Thomas Lilieholm1, Matt Henningsen2, Azam Ahmed3, Alan McMillan1,4, and Walter F Block1,4,5
1Medical Physics, University of Wisconsin at Madison, Madison, WI, United States, 2Electrical Engineering, University of Wisconsin at Madison, Madison, WI, United States, 3Neurological Surgery, University of Wisconsin at Madison, Madison, WI, United States, 4Radiology, University of Wisconsin at Madison, Madison, WI, United States, 5Biomedical Engineering, University of Wisconsin at Madison, Madison, WI, United States
Synopsis
Previous work has shown that minimally-invasive reduction of hematoma volume in intracerebral hemorrhage to a threshold of 15mL is indicative of improved long term patient outcome. To attain this goal, image-guided minimally-invasive surgical techniques are applied to both lyse clot material and drain from the site of hemorrhage via a porous catheter. We propose a Convolutional Neural Network to identify and autonomously segment clot and peripheral edema in MR images of the brain for volumetric analysis, and image-guidance during evacuation. Quantitative measurements produced in this way can be used for superior clot visualization and direct measurement of remaining clot volume.
Introduction
Quantification of residual clot volume of intracerebral hemorrhages (ICH) after minimally-invasive treatment is perhaps the best indicator of treatment efficacy and improvement in patient independence. The international Phase III MISTIE Trial, which used CT-image guidance to position a catheter at the site of hemorrhage for periodic clot drainage and infusion of thrombolytic drugs (Fig. 1), failed to meet its clinical endpoint for all patients. However, a subset of patients with less than 15 ml of residual clot showed statistically significant reductions in morbidity and improved independence1. The Trial concluded that improved guidance was needed to help a wider set of neurosurgeons meet the residual goal without endangering rebleeds.

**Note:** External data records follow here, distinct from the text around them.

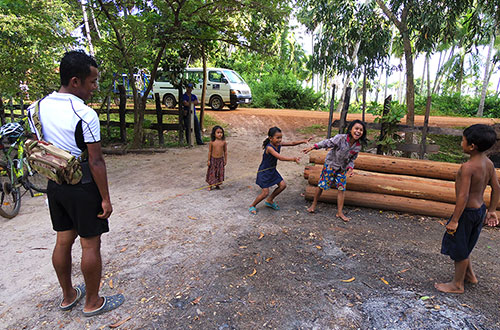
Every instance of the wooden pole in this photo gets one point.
(108, 117)
(423, 145)
(159, 119)
(181, 115)
(11, 106)
(345, 109)
(383, 126)
(122, 110)
(21, 105)
(2, 112)
(330, 116)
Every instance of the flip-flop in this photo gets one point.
(274, 206)
(109, 304)
(80, 293)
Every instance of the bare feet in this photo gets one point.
(343, 217)
(449, 287)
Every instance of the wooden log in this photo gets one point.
(398, 165)
(386, 202)
(402, 185)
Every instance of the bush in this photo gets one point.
(283, 91)
(456, 105)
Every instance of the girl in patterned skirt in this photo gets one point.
(217, 158)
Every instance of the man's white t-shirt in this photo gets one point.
(59, 115)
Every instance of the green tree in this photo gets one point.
(351, 36)
(34, 36)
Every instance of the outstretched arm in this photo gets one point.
(281, 157)
(491, 216)
(98, 170)
(462, 188)
(294, 143)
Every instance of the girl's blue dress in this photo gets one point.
(268, 175)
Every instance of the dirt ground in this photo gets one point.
(185, 257)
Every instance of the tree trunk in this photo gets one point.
(348, 76)
(204, 87)
(440, 73)
(486, 77)
(460, 74)
(427, 112)
(423, 76)
(364, 95)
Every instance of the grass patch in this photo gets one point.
(450, 149)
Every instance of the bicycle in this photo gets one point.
(15, 171)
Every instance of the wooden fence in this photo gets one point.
(6, 110)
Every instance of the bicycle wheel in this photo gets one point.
(37, 182)
(10, 196)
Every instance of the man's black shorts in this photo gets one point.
(459, 245)
(76, 207)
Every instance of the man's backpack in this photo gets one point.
(52, 162)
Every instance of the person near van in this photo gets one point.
(82, 209)
(187, 99)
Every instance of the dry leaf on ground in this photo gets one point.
(117, 324)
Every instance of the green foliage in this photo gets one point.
(390, 120)
(457, 105)
(34, 37)
(450, 149)
(283, 91)
(341, 25)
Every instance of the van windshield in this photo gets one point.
(233, 77)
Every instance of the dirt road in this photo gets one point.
(185, 257)
(307, 118)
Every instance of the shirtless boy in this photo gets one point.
(464, 226)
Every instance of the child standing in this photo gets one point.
(464, 226)
(217, 158)
(268, 176)
(339, 162)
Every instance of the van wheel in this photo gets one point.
(169, 101)
(216, 103)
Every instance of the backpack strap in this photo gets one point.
(35, 120)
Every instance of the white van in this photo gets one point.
(224, 87)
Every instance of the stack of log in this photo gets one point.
(391, 183)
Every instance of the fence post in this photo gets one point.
(11, 106)
(159, 119)
(190, 127)
(330, 116)
(181, 115)
(122, 109)
(2, 112)
(108, 117)
(383, 126)
(345, 109)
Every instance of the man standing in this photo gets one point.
(82, 209)
(188, 98)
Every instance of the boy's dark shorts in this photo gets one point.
(459, 245)
(76, 207)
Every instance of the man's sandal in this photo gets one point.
(274, 206)
(109, 304)
(80, 293)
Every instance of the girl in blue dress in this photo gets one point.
(268, 176)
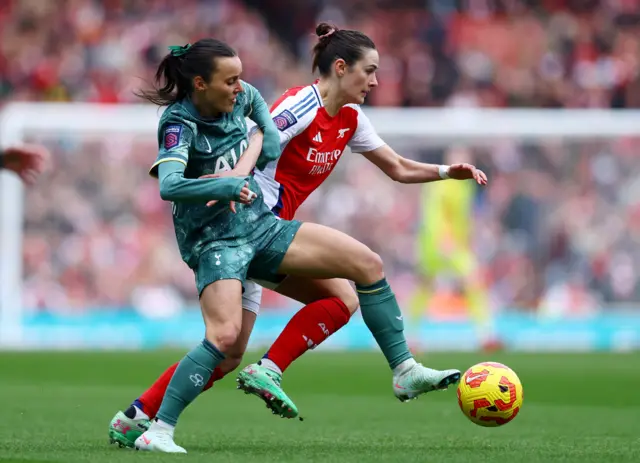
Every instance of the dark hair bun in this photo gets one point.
(324, 28)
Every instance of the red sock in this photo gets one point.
(308, 328)
(151, 400)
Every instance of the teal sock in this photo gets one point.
(383, 317)
(193, 372)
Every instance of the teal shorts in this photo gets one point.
(258, 259)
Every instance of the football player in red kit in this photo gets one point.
(316, 124)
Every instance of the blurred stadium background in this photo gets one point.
(550, 247)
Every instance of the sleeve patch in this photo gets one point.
(172, 136)
(284, 120)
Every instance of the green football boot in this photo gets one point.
(265, 383)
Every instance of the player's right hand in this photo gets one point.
(28, 161)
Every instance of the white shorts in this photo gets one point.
(252, 294)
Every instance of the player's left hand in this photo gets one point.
(28, 161)
(466, 171)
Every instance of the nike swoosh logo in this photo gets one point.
(470, 379)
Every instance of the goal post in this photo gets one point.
(23, 121)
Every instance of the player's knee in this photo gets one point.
(350, 299)
(224, 336)
(230, 363)
(370, 268)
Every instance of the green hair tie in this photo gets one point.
(177, 50)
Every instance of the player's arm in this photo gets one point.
(176, 188)
(249, 158)
(405, 170)
(259, 113)
(28, 161)
(175, 138)
(367, 142)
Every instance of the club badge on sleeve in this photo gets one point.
(172, 136)
(284, 120)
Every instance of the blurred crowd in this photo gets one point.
(532, 53)
(554, 231)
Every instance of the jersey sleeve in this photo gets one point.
(365, 137)
(259, 113)
(294, 113)
(174, 140)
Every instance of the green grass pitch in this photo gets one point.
(55, 407)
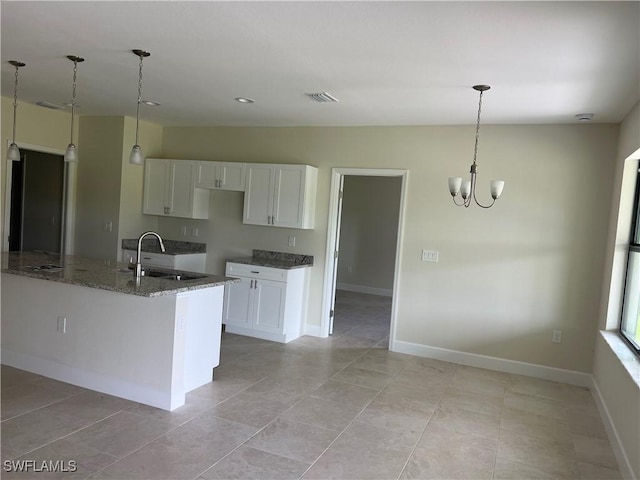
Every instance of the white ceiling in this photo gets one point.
(389, 63)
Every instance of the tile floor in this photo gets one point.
(342, 408)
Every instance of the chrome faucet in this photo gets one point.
(138, 267)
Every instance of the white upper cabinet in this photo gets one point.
(170, 189)
(221, 176)
(280, 195)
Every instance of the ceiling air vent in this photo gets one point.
(322, 97)
(50, 105)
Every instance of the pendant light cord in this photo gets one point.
(475, 148)
(139, 99)
(73, 95)
(15, 103)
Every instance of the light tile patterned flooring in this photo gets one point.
(342, 408)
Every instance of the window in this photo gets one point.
(630, 324)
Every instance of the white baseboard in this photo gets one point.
(383, 292)
(313, 330)
(612, 433)
(493, 363)
(92, 380)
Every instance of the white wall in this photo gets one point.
(368, 235)
(618, 380)
(507, 277)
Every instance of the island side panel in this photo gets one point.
(115, 343)
(199, 313)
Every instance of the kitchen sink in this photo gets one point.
(165, 274)
(177, 276)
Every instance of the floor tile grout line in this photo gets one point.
(48, 404)
(435, 409)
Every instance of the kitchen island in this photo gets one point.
(89, 323)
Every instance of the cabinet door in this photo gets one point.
(231, 176)
(207, 175)
(288, 199)
(258, 196)
(268, 304)
(181, 187)
(237, 303)
(156, 181)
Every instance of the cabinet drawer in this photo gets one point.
(254, 271)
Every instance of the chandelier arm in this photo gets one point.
(479, 204)
(459, 204)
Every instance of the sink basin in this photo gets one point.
(177, 276)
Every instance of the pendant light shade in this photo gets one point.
(467, 188)
(71, 154)
(13, 153)
(136, 157)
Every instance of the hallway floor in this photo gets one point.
(342, 408)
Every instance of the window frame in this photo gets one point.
(634, 246)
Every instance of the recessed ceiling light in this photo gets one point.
(322, 97)
(585, 117)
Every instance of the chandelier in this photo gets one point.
(467, 188)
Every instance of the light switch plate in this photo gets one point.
(430, 255)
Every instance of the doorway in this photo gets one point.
(354, 239)
(37, 202)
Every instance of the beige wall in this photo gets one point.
(132, 221)
(98, 188)
(109, 188)
(619, 390)
(370, 211)
(35, 126)
(507, 277)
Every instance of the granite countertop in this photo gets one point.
(102, 274)
(266, 258)
(172, 247)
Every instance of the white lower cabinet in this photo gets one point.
(267, 303)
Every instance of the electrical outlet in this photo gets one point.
(430, 255)
(62, 325)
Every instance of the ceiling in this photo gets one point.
(388, 63)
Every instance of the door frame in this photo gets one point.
(329, 291)
(69, 200)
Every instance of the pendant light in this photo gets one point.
(71, 154)
(136, 157)
(468, 187)
(13, 153)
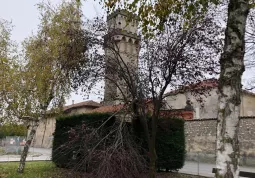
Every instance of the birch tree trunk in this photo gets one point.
(232, 68)
(27, 146)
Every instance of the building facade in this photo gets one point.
(204, 100)
(121, 50)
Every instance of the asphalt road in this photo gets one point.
(190, 167)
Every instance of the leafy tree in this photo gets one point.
(231, 62)
(51, 57)
(7, 65)
(174, 57)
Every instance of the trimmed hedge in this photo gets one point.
(170, 144)
(11, 129)
(170, 140)
(62, 153)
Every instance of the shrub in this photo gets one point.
(11, 129)
(74, 139)
(170, 144)
(69, 137)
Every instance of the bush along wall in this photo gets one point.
(170, 144)
(70, 134)
(11, 129)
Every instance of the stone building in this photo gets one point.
(204, 99)
(44, 133)
(122, 50)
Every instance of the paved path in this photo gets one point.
(190, 167)
(205, 169)
(35, 154)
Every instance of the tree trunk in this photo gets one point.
(26, 147)
(153, 153)
(232, 67)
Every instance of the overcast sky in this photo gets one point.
(25, 18)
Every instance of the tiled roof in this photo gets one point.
(107, 109)
(83, 104)
(203, 85)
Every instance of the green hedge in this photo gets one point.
(63, 154)
(170, 144)
(10, 129)
(170, 140)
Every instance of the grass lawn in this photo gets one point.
(35, 169)
(46, 169)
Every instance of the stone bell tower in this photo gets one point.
(121, 50)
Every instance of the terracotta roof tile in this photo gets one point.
(107, 109)
(203, 85)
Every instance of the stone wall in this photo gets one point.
(201, 138)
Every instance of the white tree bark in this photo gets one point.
(27, 146)
(232, 67)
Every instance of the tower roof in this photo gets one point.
(122, 12)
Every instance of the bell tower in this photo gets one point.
(121, 52)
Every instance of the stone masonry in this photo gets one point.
(201, 139)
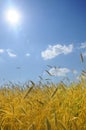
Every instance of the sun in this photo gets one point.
(12, 16)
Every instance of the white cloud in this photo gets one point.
(84, 54)
(11, 53)
(59, 71)
(27, 54)
(1, 50)
(53, 51)
(83, 45)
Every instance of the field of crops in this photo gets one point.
(45, 107)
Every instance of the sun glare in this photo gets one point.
(13, 16)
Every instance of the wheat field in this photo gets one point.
(45, 107)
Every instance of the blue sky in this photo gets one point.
(50, 32)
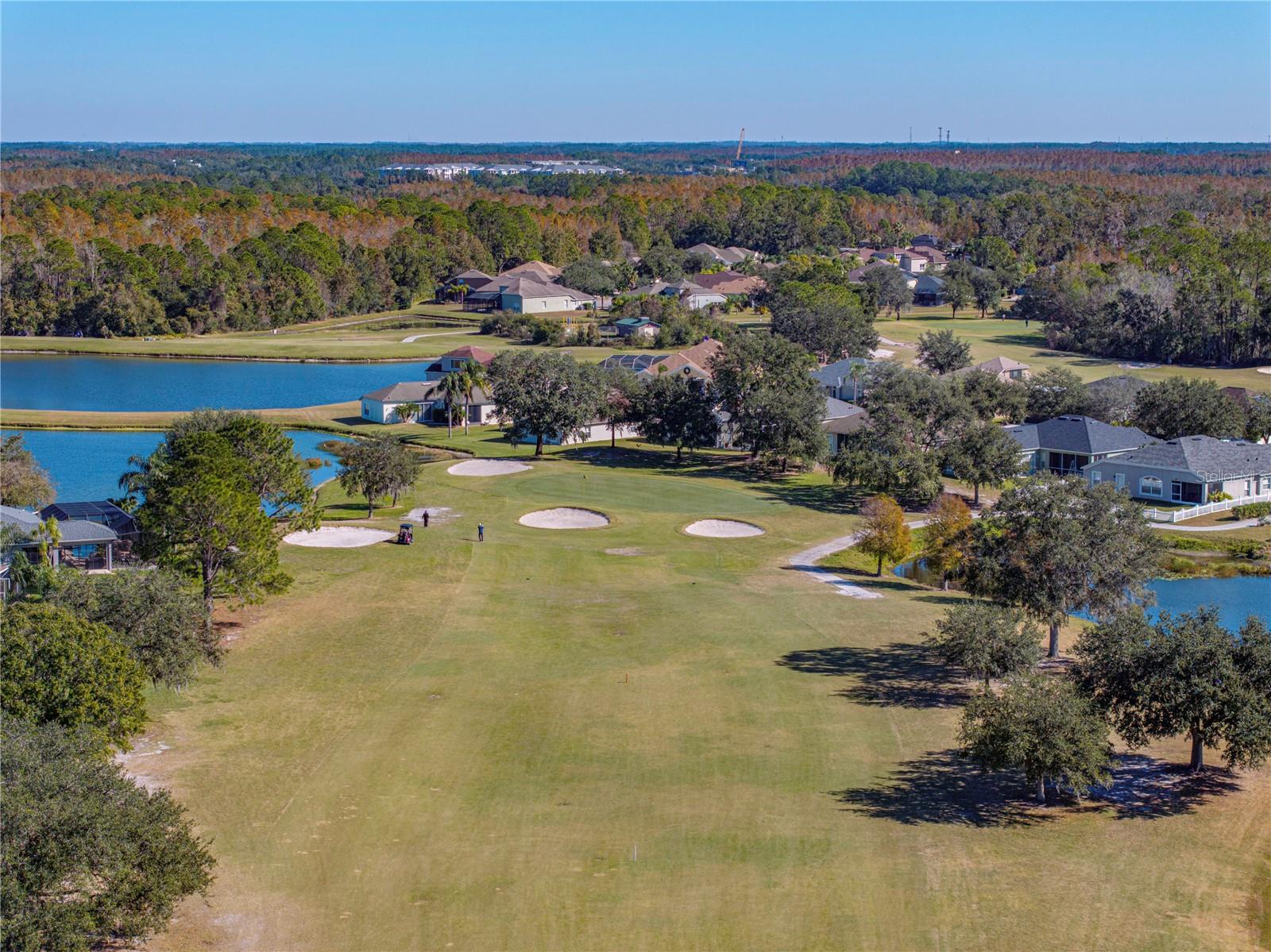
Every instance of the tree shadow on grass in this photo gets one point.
(898, 675)
(1148, 788)
(944, 787)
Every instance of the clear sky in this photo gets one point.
(529, 71)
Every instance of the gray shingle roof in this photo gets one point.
(1205, 457)
(1082, 435)
(404, 391)
(80, 531)
(834, 374)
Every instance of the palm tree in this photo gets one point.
(855, 372)
(474, 376)
(451, 391)
(48, 534)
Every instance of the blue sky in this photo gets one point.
(483, 73)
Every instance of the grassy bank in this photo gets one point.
(1010, 338)
(635, 738)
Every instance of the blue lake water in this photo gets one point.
(1236, 598)
(126, 384)
(87, 465)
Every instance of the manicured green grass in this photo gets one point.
(538, 742)
(350, 338)
(1010, 338)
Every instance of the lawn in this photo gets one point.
(631, 738)
(991, 337)
(353, 338)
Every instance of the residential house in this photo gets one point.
(458, 359)
(928, 290)
(637, 327)
(692, 295)
(692, 363)
(731, 283)
(1065, 445)
(913, 262)
(83, 544)
(383, 406)
(1192, 469)
(538, 270)
(101, 511)
(936, 258)
(1001, 368)
(844, 379)
(527, 295)
(840, 420)
(730, 256)
(635, 363)
(857, 276)
(473, 279)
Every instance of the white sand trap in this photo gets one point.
(565, 518)
(722, 529)
(487, 468)
(338, 538)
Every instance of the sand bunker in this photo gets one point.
(338, 538)
(565, 518)
(722, 529)
(487, 468)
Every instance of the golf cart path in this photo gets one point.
(1176, 528)
(412, 338)
(806, 562)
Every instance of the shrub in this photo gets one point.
(1181, 567)
(1252, 510)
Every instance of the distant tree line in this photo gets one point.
(243, 249)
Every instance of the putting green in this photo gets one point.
(534, 744)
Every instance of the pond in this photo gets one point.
(131, 384)
(87, 464)
(1236, 598)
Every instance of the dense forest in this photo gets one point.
(1158, 254)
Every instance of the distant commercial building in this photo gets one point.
(448, 171)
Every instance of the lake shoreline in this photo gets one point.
(144, 355)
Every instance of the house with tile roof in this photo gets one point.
(531, 295)
(539, 270)
(840, 420)
(383, 406)
(730, 283)
(844, 379)
(692, 295)
(1067, 445)
(1001, 368)
(1188, 471)
(724, 256)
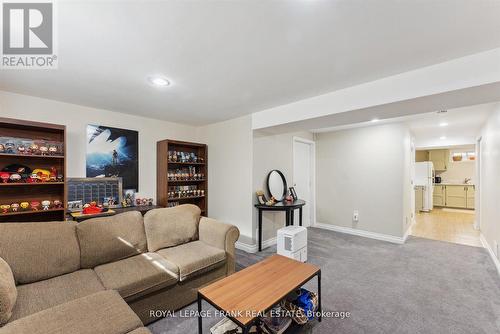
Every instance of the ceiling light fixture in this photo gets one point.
(159, 81)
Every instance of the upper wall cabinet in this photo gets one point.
(440, 159)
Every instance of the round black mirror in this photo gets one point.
(276, 185)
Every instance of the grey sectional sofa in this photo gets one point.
(107, 275)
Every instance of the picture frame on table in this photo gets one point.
(293, 193)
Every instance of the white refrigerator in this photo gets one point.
(424, 177)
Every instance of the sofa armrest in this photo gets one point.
(222, 236)
(104, 312)
(8, 292)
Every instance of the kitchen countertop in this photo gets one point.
(453, 184)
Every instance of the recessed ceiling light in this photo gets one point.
(159, 81)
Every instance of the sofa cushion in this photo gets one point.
(8, 292)
(142, 330)
(42, 295)
(137, 275)
(103, 312)
(194, 258)
(171, 226)
(107, 239)
(37, 251)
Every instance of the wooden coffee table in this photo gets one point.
(251, 292)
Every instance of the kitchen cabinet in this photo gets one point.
(440, 159)
(471, 197)
(456, 196)
(439, 195)
(419, 198)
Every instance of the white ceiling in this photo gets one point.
(463, 126)
(230, 58)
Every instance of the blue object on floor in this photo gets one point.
(305, 302)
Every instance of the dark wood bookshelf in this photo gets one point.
(163, 184)
(27, 192)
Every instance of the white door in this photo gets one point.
(303, 158)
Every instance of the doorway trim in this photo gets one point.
(478, 184)
(312, 146)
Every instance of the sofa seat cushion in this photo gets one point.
(35, 297)
(8, 292)
(142, 330)
(169, 227)
(37, 251)
(103, 312)
(194, 258)
(137, 275)
(107, 239)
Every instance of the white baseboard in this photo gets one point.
(409, 230)
(361, 233)
(492, 254)
(254, 248)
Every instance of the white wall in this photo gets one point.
(77, 117)
(490, 181)
(272, 152)
(364, 169)
(456, 172)
(230, 173)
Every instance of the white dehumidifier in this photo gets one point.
(292, 242)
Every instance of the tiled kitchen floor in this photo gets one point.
(447, 225)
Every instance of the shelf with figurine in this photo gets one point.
(34, 206)
(188, 158)
(17, 174)
(30, 147)
(182, 173)
(32, 171)
(186, 174)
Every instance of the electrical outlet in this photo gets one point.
(355, 216)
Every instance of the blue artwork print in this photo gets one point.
(113, 152)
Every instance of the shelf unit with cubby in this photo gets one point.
(166, 167)
(27, 192)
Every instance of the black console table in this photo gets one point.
(288, 207)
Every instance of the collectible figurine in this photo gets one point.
(21, 149)
(33, 149)
(9, 147)
(43, 174)
(15, 177)
(33, 178)
(52, 149)
(14, 207)
(53, 174)
(45, 205)
(5, 208)
(35, 205)
(44, 149)
(4, 176)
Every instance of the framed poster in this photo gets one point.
(113, 152)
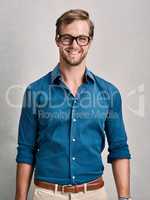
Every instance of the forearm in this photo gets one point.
(121, 172)
(23, 179)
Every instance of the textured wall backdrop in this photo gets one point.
(120, 54)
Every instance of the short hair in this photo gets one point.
(71, 15)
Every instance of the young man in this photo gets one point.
(64, 120)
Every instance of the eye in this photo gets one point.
(83, 39)
(66, 38)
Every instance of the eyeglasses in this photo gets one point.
(66, 39)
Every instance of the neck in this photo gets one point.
(73, 74)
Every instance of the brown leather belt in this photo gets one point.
(92, 185)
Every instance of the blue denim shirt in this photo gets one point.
(62, 136)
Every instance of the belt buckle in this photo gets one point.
(69, 185)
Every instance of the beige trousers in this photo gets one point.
(45, 194)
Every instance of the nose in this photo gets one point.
(74, 43)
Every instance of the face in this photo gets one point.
(74, 54)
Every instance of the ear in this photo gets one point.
(56, 40)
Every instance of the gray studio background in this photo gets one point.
(120, 54)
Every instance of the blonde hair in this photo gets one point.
(72, 15)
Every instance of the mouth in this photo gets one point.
(72, 52)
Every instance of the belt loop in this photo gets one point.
(85, 187)
(56, 187)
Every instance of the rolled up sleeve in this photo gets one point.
(27, 130)
(115, 129)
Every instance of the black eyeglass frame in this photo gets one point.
(73, 38)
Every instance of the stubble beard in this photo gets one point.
(73, 62)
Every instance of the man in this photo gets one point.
(65, 117)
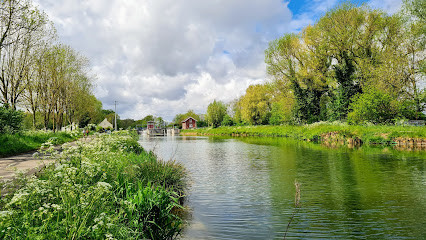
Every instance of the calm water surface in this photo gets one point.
(243, 188)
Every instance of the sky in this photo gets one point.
(164, 57)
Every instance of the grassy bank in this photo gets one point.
(109, 188)
(12, 144)
(322, 132)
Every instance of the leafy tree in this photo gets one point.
(180, 117)
(227, 121)
(373, 106)
(215, 113)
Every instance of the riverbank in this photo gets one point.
(25, 141)
(327, 132)
(108, 188)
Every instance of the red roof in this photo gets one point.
(188, 119)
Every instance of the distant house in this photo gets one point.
(150, 125)
(189, 123)
(105, 124)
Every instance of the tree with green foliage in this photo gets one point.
(378, 107)
(256, 105)
(349, 50)
(215, 113)
(227, 121)
(180, 117)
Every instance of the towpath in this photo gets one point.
(27, 163)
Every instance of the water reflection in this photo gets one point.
(243, 189)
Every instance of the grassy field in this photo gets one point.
(11, 144)
(321, 132)
(109, 188)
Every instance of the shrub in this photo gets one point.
(373, 106)
(10, 120)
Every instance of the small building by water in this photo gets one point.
(189, 123)
(150, 125)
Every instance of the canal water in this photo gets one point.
(243, 188)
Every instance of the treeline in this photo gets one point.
(354, 64)
(50, 80)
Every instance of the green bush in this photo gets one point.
(98, 190)
(10, 120)
(373, 106)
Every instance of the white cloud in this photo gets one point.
(164, 57)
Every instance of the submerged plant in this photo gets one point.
(296, 206)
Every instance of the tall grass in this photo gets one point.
(11, 144)
(109, 188)
(318, 131)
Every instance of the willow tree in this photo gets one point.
(349, 49)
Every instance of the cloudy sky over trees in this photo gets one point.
(164, 57)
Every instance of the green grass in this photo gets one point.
(317, 131)
(109, 188)
(12, 144)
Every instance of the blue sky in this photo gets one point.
(164, 57)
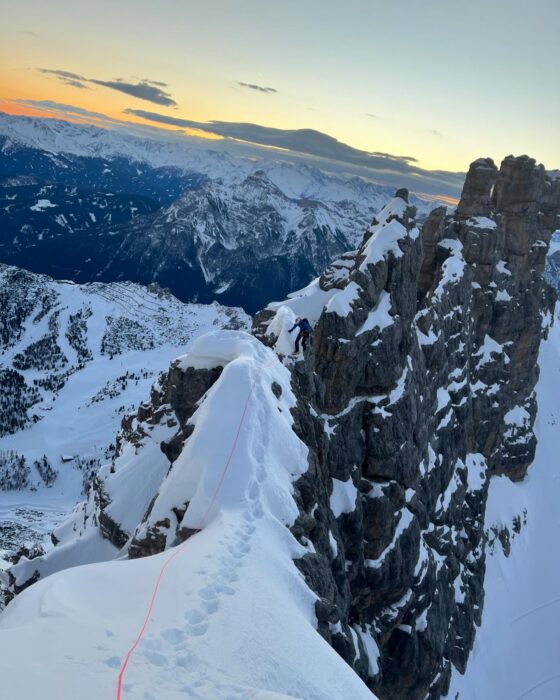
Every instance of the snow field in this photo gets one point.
(233, 617)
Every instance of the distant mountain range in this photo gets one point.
(90, 204)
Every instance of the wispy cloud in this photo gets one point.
(148, 90)
(398, 171)
(142, 90)
(258, 88)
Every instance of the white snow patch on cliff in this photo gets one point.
(515, 654)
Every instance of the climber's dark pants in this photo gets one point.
(303, 336)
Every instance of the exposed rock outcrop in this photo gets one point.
(421, 386)
(417, 388)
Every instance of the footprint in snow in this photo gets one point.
(194, 617)
(208, 593)
(154, 658)
(173, 636)
(210, 606)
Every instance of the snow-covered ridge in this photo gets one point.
(236, 571)
(226, 161)
(75, 359)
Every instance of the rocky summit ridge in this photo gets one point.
(417, 389)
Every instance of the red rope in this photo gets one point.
(179, 549)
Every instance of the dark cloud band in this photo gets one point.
(149, 90)
(258, 88)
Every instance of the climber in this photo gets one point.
(304, 333)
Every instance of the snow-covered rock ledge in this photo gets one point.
(234, 617)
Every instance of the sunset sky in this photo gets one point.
(441, 81)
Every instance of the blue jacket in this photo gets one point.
(304, 325)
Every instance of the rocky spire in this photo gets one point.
(418, 388)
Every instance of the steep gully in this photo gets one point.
(419, 387)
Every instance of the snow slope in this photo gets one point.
(126, 335)
(517, 649)
(231, 162)
(233, 617)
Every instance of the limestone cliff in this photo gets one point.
(417, 389)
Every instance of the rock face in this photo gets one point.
(417, 389)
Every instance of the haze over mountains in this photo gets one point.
(333, 524)
(95, 205)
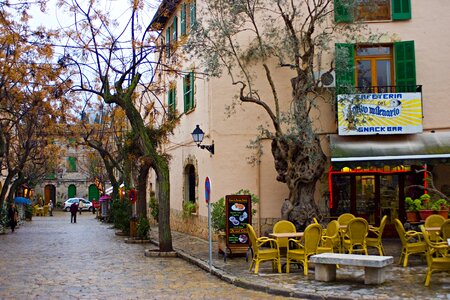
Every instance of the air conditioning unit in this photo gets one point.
(328, 79)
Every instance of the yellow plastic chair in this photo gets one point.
(344, 219)
(45, 210)
(264, 249)
(300, 251)
(412, 242)
(434, 221)
(376, 242)
(445, 230)
(331, 240)
(283, 226)
(435, 261)
(355, 236)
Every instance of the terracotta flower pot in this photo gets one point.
(412, 216)
(443, 212)
(425, 213)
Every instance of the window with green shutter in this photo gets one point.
(188, 89)
(372, 68)
(345, 68)
(175, 29)
(171, 103)
(71, 164)
(193, 13)
(405, 66)
(168, 42)
(401, 9)
(346, 11)
(183, 19)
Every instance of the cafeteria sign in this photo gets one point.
(238, 214)
(384, 113)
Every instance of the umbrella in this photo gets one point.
(22, 200)
(104, 198)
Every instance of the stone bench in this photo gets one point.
(374, 266)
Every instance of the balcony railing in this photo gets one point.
(380, 89)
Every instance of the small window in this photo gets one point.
(192, 13)
(188, 88)
(374, 69)
(373, 10)
(183, 19)
(171, 102)
(71, 164)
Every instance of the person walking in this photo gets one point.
(80, 205)
(12, 214)
(73, 212)
(50, 208)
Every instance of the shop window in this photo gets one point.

We previously proposed that the superior contrast of T2-W MRI could be used to visualize and quantify the extent of clot evacuation remaining periodically during treatment. We developed a Convolutional Neural Network (CNN) to identify and segment regions of clot and edema2. After securing further ICH datasets from our institution, we further refined the network and can now present measurements of segmentation accuracy, clot volume, and edema volume using a sufficient number of independent test sets. Methods
Data Processing:
Developing MRI training sets from ICH patients is complicated by time-varying contrast after hemorrhagic onset, motion artifacts from cognitive impairment, and lack of uniform protocols. To avoid age-varying contrast as hemoglobin breaks down3, we utilized only images acquired within 4 days of patient admission. Due to varying patient protocols, we used only T2-W imaging, as this was most commonly acquired. From our institution’s records, a set of 18 de-identified axial T2-weighted MR scans with fat saturation, taken on GE Healthcare scanners, were selected for use in training and validating. Figure 2 outlines cases for exclusion that either lack sufficient image quality, or are not compatible with minimally-invasive surgical approaches. Clot and edema columns of each image were manually segmented4 by a radiologist-trained imaging scientist. Subject to these same constraints, 11 more cases (29 total) were acquired and segmented for testing. For more assurance of accuracy, testing cases were segmented by two individuals. Independently-performed segmentations were found to be in high agreement with each other for both clot (Rsquared = 0.992), and edema (Rsquared = 0.896).
Network Architecture:
Our proposed CNN followed a UNet-styled architecture5 with 5 sets of convolution-deconvolution layers to extract image features and generate binary masks for relevant regions (Fig. 3). Notably, the process utilizes two separate CNNs, one trained to identify edema, and for clot core. Each produces its own segmented region, then the two are combined into a single mask displaying both segmentations. Separate networks were used such that each could be optimized individually. The models were constructed using the Keras toolbox for Python6.
Training and Evaluation:
The image-manual segmentation pairs were sorted on a case-by-case basis into training and validation datasets. Data was split such that 16 cases were relegated to the training dataset, while the remaining 2 formed the validation set. The loss function was defined to maximize the Dice Coefficient (DC) of each machine segmentation compared to the provided manual ones. Each CNN was trained over 100 epochs. Trained models were applied to the yet-unused testing dataset for evaluation.Results
From the 11 testing cases, the model produced segmentations with average DCs of 0.735±0.138 on clot and 0.612±0.150 on edema. Figure 4 shows a machine-produced segmentation next to the manual segmentation, showing high agreement with both defined regions. Due to the dual-model structure of segmentation, some pixels were attributed to both clot and edema. These uncertain pixels make up less than 1% of total segmented volume (0.18%). The model tended to undersegment clot volumes, with a mean difference of -2.615 mL relative to manual segmentations’ volumes.Discussion
This model’s performance on the supplied dataset is promising for surgically relevant cases. Cases wherein the clot was exceedingly small or diffuse were excluded due to being ill-suited to surgical evacuation, as shown in Fig. 2. The same reasoning was applied to exclude intraventricular cases, where the bleeding breaches the ventricle and mixes with cerebrospinal fluid (CSF). While training was biased to younger clots, this aligns with the time window for which surgical evacuation is viable. Generally, clot segmentation was more accurate than edema, as a result of having more consistent image features.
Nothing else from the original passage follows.